The actual geomorphology of the area is chiefly due to the perpetual deposit of debris and material by the Brembo River and its tributaries descending from the Prealps located few kilometers to the north. The soil is thus of alluvial origin, mostly made up of gravel and grit in the proximity of Brembo River, clayey in the southerner part of the territory beyond Lesina torrent, rich in humus in the remaining territory. The terrain is suitable for an agricultural exploitation, and for centuries provided subsistence to Presezzo inhabitants; nowadays, only a few part of the territory is still cultivated, most of the land being destined for urbanization.

== History ==
In the religious field, the parish church of San Fermo and Rustico is very important. Built in 1875 in place of a previous cult building, it presents numerous works dedicated to the two patron saints taken from the previous parish church. The church has an organ modified by the Serassi brothers around 1801. The organ was completely restored in 1984. [7]. The churchyard has recently been re-structured, paved and adorned with two olive trees

Other important buildings are the Palazzo Furietti-Carrara, which overlooks the main street and is of seventeenth-century construction, restored between 1997 and 1999. The building contained a cycle of valuable frescoes by Gian Paolo Cavagna that, despite being under the protection of the ministry competent, they were torn between 1939 and 1942 by the last owners of the building and still missing. Only black and white photographs remain of the frescoes. [8]

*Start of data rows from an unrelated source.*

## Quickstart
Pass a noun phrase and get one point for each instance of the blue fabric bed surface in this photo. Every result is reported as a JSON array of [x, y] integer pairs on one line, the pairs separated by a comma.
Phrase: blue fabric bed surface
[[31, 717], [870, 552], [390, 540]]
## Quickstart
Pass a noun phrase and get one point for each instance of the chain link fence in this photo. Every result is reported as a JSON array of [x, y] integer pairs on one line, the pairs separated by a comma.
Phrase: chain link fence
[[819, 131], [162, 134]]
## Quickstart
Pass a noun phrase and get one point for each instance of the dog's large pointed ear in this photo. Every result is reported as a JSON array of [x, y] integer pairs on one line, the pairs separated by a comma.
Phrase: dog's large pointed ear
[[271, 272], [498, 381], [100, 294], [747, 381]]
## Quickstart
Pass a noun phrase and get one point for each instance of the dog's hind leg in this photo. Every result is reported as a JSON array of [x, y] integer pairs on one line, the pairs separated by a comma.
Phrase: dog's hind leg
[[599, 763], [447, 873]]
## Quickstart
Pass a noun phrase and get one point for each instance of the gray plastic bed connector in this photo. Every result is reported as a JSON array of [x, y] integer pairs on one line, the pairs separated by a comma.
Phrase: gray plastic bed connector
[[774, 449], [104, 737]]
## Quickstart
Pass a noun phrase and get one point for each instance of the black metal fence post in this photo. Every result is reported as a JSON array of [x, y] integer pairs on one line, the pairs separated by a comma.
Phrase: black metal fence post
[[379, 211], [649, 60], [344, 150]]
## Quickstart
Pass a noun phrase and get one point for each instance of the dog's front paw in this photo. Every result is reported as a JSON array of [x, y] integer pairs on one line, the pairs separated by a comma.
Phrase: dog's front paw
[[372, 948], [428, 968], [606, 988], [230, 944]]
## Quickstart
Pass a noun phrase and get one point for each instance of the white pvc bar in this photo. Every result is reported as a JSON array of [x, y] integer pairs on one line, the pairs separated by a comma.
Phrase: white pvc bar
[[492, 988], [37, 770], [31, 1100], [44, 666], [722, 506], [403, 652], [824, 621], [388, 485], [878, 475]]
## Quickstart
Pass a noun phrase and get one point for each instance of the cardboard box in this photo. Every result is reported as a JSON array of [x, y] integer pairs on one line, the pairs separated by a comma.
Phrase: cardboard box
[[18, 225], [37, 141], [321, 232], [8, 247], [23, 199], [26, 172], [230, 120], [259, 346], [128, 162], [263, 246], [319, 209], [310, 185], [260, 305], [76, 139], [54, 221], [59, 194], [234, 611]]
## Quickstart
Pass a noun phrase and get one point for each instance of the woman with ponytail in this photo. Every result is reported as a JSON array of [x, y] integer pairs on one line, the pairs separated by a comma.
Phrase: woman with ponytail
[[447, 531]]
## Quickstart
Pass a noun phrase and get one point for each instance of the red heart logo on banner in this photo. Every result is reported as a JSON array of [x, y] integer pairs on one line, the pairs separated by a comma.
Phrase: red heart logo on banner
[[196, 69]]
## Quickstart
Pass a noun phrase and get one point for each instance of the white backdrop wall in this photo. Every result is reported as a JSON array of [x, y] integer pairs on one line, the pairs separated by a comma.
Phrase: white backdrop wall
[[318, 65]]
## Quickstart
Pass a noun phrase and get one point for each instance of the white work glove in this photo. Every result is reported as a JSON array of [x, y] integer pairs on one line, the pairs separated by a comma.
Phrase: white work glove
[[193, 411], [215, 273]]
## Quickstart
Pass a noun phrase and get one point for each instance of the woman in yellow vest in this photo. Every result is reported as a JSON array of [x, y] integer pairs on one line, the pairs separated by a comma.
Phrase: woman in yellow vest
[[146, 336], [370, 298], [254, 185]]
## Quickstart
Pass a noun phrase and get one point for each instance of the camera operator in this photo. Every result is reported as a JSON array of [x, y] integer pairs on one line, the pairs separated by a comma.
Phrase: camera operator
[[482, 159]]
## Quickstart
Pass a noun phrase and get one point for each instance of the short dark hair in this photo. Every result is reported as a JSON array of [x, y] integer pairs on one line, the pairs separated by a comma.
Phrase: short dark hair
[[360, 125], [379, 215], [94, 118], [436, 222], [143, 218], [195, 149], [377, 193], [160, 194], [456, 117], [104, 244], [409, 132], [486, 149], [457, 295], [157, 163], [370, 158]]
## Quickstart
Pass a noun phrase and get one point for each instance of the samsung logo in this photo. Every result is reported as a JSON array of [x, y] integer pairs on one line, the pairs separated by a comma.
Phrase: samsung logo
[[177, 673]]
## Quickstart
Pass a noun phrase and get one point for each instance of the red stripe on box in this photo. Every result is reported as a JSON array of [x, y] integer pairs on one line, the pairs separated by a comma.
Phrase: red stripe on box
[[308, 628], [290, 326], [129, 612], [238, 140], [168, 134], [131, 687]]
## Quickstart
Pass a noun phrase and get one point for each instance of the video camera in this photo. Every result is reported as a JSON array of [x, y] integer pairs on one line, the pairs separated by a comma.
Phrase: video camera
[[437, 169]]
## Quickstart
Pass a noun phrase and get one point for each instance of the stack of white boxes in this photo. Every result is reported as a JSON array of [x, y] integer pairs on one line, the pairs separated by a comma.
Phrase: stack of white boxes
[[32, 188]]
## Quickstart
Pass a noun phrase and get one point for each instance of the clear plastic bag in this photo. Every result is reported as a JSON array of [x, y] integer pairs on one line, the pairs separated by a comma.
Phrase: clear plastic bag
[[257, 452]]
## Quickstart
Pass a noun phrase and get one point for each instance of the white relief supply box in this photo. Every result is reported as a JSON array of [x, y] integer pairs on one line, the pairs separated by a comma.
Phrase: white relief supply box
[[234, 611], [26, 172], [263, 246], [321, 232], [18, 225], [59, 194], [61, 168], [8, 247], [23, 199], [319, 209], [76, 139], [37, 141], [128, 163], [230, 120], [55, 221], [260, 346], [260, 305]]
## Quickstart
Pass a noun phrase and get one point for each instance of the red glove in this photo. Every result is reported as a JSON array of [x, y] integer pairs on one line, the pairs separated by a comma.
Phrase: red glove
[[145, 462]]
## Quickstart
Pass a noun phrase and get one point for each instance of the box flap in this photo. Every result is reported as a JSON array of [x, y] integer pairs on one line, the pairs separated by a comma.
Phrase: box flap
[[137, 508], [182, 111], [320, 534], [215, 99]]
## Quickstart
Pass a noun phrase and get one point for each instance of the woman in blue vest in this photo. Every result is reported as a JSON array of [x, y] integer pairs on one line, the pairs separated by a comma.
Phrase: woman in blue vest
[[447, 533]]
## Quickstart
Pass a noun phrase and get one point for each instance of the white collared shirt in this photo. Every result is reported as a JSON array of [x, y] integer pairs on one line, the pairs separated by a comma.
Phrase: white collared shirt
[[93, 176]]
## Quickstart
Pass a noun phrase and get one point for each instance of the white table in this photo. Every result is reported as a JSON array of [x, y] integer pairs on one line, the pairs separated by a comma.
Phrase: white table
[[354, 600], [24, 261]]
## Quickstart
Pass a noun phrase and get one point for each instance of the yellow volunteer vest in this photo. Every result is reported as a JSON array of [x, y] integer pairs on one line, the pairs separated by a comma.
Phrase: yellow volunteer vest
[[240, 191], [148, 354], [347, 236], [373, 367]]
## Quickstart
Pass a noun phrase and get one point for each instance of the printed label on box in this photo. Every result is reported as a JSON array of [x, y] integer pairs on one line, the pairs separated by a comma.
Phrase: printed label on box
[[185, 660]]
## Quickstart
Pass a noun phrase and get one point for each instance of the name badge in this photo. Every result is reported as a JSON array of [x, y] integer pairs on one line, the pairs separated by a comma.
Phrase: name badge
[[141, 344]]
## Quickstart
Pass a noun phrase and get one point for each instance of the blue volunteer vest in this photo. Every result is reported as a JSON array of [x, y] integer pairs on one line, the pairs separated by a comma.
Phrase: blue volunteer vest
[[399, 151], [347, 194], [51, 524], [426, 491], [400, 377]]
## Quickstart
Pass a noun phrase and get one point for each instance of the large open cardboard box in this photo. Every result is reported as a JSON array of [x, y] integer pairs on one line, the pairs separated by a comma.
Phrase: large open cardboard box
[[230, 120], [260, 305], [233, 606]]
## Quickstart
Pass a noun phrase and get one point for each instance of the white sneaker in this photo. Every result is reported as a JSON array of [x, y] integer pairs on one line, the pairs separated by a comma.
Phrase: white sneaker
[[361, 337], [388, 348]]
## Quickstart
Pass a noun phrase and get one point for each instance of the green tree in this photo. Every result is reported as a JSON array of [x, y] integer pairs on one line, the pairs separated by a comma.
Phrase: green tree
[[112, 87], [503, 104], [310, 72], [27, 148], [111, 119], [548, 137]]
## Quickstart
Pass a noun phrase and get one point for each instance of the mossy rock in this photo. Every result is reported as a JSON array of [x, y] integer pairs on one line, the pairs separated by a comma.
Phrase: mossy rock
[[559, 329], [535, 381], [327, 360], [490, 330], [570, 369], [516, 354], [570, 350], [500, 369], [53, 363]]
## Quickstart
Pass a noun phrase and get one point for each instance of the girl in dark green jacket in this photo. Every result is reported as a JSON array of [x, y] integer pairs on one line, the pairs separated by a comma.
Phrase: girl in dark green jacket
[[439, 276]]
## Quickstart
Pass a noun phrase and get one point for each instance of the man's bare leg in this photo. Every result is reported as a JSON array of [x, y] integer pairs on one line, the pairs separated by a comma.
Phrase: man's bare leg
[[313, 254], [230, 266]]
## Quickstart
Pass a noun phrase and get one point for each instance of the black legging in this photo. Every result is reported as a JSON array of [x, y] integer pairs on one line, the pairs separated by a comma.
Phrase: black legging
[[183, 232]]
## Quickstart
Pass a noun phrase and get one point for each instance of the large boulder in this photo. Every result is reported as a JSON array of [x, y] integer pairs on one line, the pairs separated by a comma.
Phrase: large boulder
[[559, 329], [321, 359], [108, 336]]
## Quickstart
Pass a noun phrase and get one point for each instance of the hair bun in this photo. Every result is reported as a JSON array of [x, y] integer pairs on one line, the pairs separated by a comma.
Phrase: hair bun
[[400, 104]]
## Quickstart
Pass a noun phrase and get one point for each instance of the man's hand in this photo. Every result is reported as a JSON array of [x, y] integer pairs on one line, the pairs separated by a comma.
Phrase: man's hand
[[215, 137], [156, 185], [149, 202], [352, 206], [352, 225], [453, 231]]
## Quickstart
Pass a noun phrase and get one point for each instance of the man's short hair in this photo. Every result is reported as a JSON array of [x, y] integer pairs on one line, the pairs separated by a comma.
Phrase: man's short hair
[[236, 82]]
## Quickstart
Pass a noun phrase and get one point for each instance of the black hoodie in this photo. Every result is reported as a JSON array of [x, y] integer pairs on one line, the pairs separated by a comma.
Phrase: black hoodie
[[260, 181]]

Of medieval origin are the remains of the castle of Capersegno still surrounded by coeval houses, used by settlers.

In Presezzo there is also a disused military barracks, named after the military gold medalist Riccardo Moioli, an Italian soldier who died in Greece in 1944, during the Second World War. Moioli, despite being hit for the first time by an enemy projectile, continued in the battle until he was hit by a second blow, this fatal one, which killed him. His last words were "Viva l'Italia" and for this reason he was given this important recognition.

The passage of the barracks from the State to the Municipality was completed on November 25, 2006, when the Deputy Minister of Economy signed the decree authorizing the Agenzia del Demanio to transfer the structure to the Municipality. Of the approximately 32,000 m^{2} of the construction will be sold to the municipality and the remaining 10,000 m^{2} will be sold to individuals. This concludes a process that began in 1993. The project for the redevelopment of the area is at its final stages.